Ketika Emak Emak Jingkrak Jingkrak Di Panggung

“House music” memekakkan telinga menggelegar dari arena sebuah pesta. Rombongan ibu-ibu jingkrak-jingkrak di atas panggung. Sementara di barisan kursi-kursi tamu-tamu lain masih banyak yang menikmati santapan makan siang.

Bukan hanya sekali, tapi setidaknya ada tiga kali suasana seperti ini. Bapak-bapak dengan didampingi penyanyi yang disediakan oleh pihak pemilik orgen yang disewa, juga menyanyi diiringi oleh hentakan aransemen untuk musik malam, dalam ruangan tertutup tersebut.

Miris memang dengan kondisi seperti ini. Tingginya nilai adat dan budaya yang penuh akar budi pekerti telah tercerabut dari tanahnya.

Lalu ke mana posisi suara rebana, gendang, serunai, dan alunan biola? Entahlah, mungkin sudah habis dimakan rayap.

Tidak berani lagi berharap, apalagi bangga menceritakan pada teman-teman bule, bagaimana indahnya gerakan kaki dan tangan para penari di malam ‘Bimbang Gedang/Kejai Lai’ di sepanjang ‘Tarup’ di hajatan sebuah pesta perkawinan, baik di tanah Melayu atau tanah Rejang pemilik budaya tersebut.

Sulit mencari, atau bahkan sudah tidak ada lagi anak-anak muda gagah yang bangga bisa menari tarian tradisional yang penuh makna.

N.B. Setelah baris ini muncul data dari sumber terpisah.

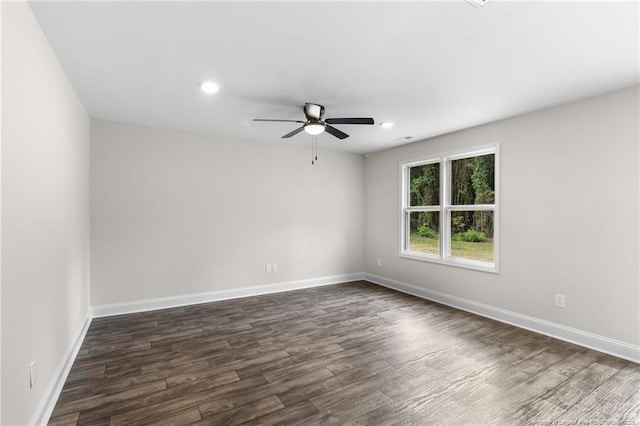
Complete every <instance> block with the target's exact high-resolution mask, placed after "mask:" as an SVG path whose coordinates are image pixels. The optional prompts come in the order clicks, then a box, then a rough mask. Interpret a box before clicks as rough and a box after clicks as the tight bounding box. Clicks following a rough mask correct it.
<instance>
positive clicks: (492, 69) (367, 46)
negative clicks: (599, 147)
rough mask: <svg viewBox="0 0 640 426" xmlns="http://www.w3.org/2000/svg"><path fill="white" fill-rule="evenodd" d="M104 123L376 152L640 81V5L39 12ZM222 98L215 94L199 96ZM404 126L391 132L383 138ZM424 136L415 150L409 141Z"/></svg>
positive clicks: (141, 8)
mask: <svg viewBox="0 0 640 426" xmlns="http://www.w3.org/2000/svg"><path fill="white" fill-rule="evenodd" d="M30 4H31V7H32V9H33V11H34V13H35V15H36V17H37V19H38V20H39V22H40V24H41V26H42V28H43V30H44V32H45V33H46V35H47V37H48V39H49V41H50V42H51V44H52V46H53V48H54V49H55V51H56V52H57V54H58V57H59V58H60V61H61V62H62V64H63V66H64V68H65V69H66V71H67V73H68V75H69V77H70V79H71V81H72V82H73V84H74V86H75V87H76V90H77V91H78V94H79V96H80V98H81V99H82V101H83V102H84V104H85V106H86V108H87V110H88V112H89V114H90V115H91V116H92V117H94V118H99V119H105V120H115V121H123V122H129V123H136V124H143V125H150V126H157V127H163V128H173V129H179V130H186V131H194V132H200V133H206V134H212V135H221V136H228V137H232V138H242V139H250V140H257V141H263V142H278V143H286V144H296V143H309V142H310V141H311V136H309V135H307V134H305V133H300V134H298V135H297V136H295V137H293V138H291V139H284V140H283V139H280V136H282V135H284V134H285V133H288V132H289V131H291V130H293V129H294V128H295V126H296V124H295V123H258V122H252V118H280V119H303V117H304V116H303V113H302V109H301V107H302V105H303V104H304V102H314V103H320V104H322V105H324V106H325V108H326V117H369V116H370V117H373V118H374V119H375V120H376V125H374V126H355V125H336V127H337V128H339V129H341V130H343V131H345V132H347V133H349V134H350V135H351V137H350V138H347V139H345V140H343V141H340V140H338V139H336V138H334V137H332V136H331V135H328V134H326V133H325V134H322V135H320V136H319V137H318V143H319V144H320V145H321V146H322V147H325V148H329V149H339V150H344V151H349V152H354V153H369V152H374V151H378V150H381V149H385V148H389V147H392V146H396V145H399V144H402V143H407V142H411V141H415V140H419V139H424V138H428V137H432V136H436V135H439V134H443V133H448V132H451V131H455V130H459V129H463V128H467V127H471V126H474V125H478V124H482V123H486V122H490V121H495V120H498V119H501V118H506V117H510V116H514V115H518V114H522V113H526V112H529V111H533V110H537V109H541V108H544V107H548V106H552V105H557V104H561V103H566V102H570V101H574V100H577V99H581V98H585V97H590V96H593V95H597V94H601V93H605V92H608V91H612V90H616V89H619V88H623V87H627V86H631V85H634V84H638V81H639V73H640V69H639V65H638V64H639V49H640V48H639V41H638V40H639V29H638V21H639V13H638V2H637V1H627V2H613V1H600V2H594V1H591V2H575V1H573V2H514V1H510V2H508V1H503V0H502V1H501V0H493V2H491V3H489V4H488V5H486V6H485V7H483V8H478V7H476V6H474V5H472V4H471V3H469V2H466V1H464V0H459V1H454V0H451V1H442V2H415V1H414V2H399V1H393V2H363V1H359V2H328V1H324V2H300V1H298V2H294V1H289V2H267V1H260V2H240V1H235V2H178V1H174V2H78V1H70V2H51V1H49V2H36V1H31V2H30ZM207 79H212V80H215V81H216V82H218V83H219V84H220V85H221V87H222V89H221V91H220V92H219V93H218V94H217V95H214V96H207V95H205V94H203V93H202V92H201V91H200V90H199V88H198V84H199V82H201V81H203V80H207ZM381 121H393V122H395V123H396V125H395V126H394V127H393V128H391V129H383V128H381V127H380V126H378V125H377V123H379V122H381ZM405 136H412V137H413V139H412V140H410V141H398V140H397V139H398V138H403V137H405Z"/></svg>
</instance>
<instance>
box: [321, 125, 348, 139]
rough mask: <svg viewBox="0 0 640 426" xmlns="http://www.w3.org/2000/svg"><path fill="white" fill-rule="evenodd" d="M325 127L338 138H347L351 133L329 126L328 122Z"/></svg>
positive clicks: (340, 138) (333, 134)
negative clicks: (338, 129) (348, 134)
mask: <svg viewBox="0 0 640 426" xmlns="http://www.w3.org/2000/svg"><path fill="white" fill-rule="evenodd" d="M324 129H325V130H326V131H327V133H330V134H332V135H333V136H335V137H337V138H338V139H345V138H348V137H349V135H347V134H346V133H345V132H343V131H341V130H338V129H336V128H335V127H333V126H329V125H328V124H325V126H324Z"/></svg>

Tidak ada lagi liukan tubuh indah seorang penari kala menari ‘Tari Piring’, ‘Tari Kain’, ataupun tarian adat lainnya.

Sudah tidak ada lagi kebanggaan bagi anak-anak masa sekarang terhadap adat istiadat. Mereka akan merasa terpuji jika bisa masuk sebuah cafe dengan musik hingar bingar dengan penerangan yang sangat fed up, dan ditemani para wanita dengan pakaian yang sangat minim. Kemudian, ketika pulang kepala pusing.

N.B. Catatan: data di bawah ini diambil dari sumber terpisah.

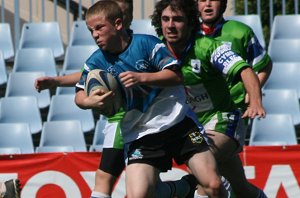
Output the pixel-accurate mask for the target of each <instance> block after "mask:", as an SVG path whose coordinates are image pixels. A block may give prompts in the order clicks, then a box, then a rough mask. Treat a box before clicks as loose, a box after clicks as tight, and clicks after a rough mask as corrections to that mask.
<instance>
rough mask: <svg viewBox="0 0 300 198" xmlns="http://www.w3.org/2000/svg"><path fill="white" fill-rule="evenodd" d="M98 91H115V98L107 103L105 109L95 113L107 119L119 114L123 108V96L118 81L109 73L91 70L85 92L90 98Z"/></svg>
mask: <svg viewBox="0 0 300 198" xmlns="http://www.w3.org/2000/svg"><path fill="white" fill-rule="evenodd" d="M96 89H102V90H104V91H105V92H108V91H113V92H114V96H113V99H112V100H109V101H108V102H107V103H105V106H104V109H101V110H100V109H94V112H96V113H97V114H98V113H99V114H102V115H104V116H107V117H110V116H113V115H115V114H116V113H118V111H119V110H120V108H121V107H122V94H121V90H120V87H119V84H118V82H117V80H116V79H115V78H114V77H113V76H112V75H111V74H110V73H109V72H106V71H104V70H101V69H94V70H91V71H90V72H89V73H88V75H87V78H86V82H85V92H86V94H87V95H88V96H89V95H90V94H91V93H92V92H93V91H94V90H96Z"/></svg>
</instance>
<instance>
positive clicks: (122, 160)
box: [99, 148, 125, 177]
mask: <svg viewBox="0 0 300 198" xmlns="http://www.w3.org/2000/svg"><path fill="white" fill-rule="evenodd" d="M124 168H125V160H124V150H123V149H116V148H103V151H102V157H101V161H100V165H99V169H100V170H102V171H104V172H106V173H109V174H111V175H113V176H115V177H119V176H120V175H121V173H122V171H123V170H124Z"/></svg>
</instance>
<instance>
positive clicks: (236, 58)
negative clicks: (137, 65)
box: [181, 35, 249, 131]
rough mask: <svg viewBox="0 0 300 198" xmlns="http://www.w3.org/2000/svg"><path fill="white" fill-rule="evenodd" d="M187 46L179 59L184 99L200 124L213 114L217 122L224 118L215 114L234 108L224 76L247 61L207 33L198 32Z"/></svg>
mask: <svg viewBox="0 0 300 198" xmlns="http://www.w3.org/2000/svg"><path fill="white" fill-rule="evenodd" d="M190 46H192V47H191V48H190V49H189V51H188V53H187V54H186V56H185V58H184V59H183V60H182V62H181V64H182V73H183V76H184V85H185V87H186V93H187V103H189V105H190V106H191V108H192V110H193V111H194V112H195V113H196V115H197V117H198V119H199V121H200V123H202V124H203V125H205V124H206V123H208V122H210V121H211V120H212V118H213V117H215V116H217V118H216V122H220V121H221V120H223V119H220V118H218V116H223V113H224V112H233V111H235V109H236V106H235V104H234V102H233V101H232V99H231V96H230V91H229V88H228V85H227V83H226V79H228V80H233V79H235V78H236V77H239V76H237V75H239V72H240V71H241V69H243V68H244V67H248V66H249V65H248V64H247V63H246V62H245V61H244V60H243V59H242V58H241V57H240V56H239V55H237V53H235V52H233V51H232V50H231V46H230V45H228V44H226V43H225V44H224V43H221V42H218V41H215V40H213V39H211V38H209V37H205V36H202V35H198V36H197V38H196V39H195V41H194V44H193V43H191V44H190ZM226 115H228V114H226ZM224 119H225V118H224ZM224 126H226V125H224ZM227 126H228V125H227ZM223 130H226V129H225V128H224V129H223ZM221 131H222V129H221Z"/></svg>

Jangan lagi ingin melihat ibu-ibu dan wanita muda duduk dengan anggun berbalut kebaya di sebuah ruangan yang diperuntukkan bagi keluarga pengantin lawan, dan dilayani dengan sangat baik. Sudah tidak ada lagi! Jika masih ada, cukup melihat di album tua milik kakek dan nenek.

Siapa yang harus salahkan? Kita semua. Kita semua yang salah. Kita tidak bisa mempertahankan jati diri kita. Kita terlalu lemah dan gampang ditaklukkan oleh sikap dan sifat hedonis. Lalu mengejar gemerlap ‘lampu’ di depan, dan ‘mematikan cahaya’ diri sendiri. Apa lagi ditambah oleh perilaku pemerintah yang hampir ‘meniadakan’ adat dan norma yang dicapai oleh nenek moyang kita.

Dan, jikapun ada, hanya sebagai seremonial belakang, yang hampir hilang makna.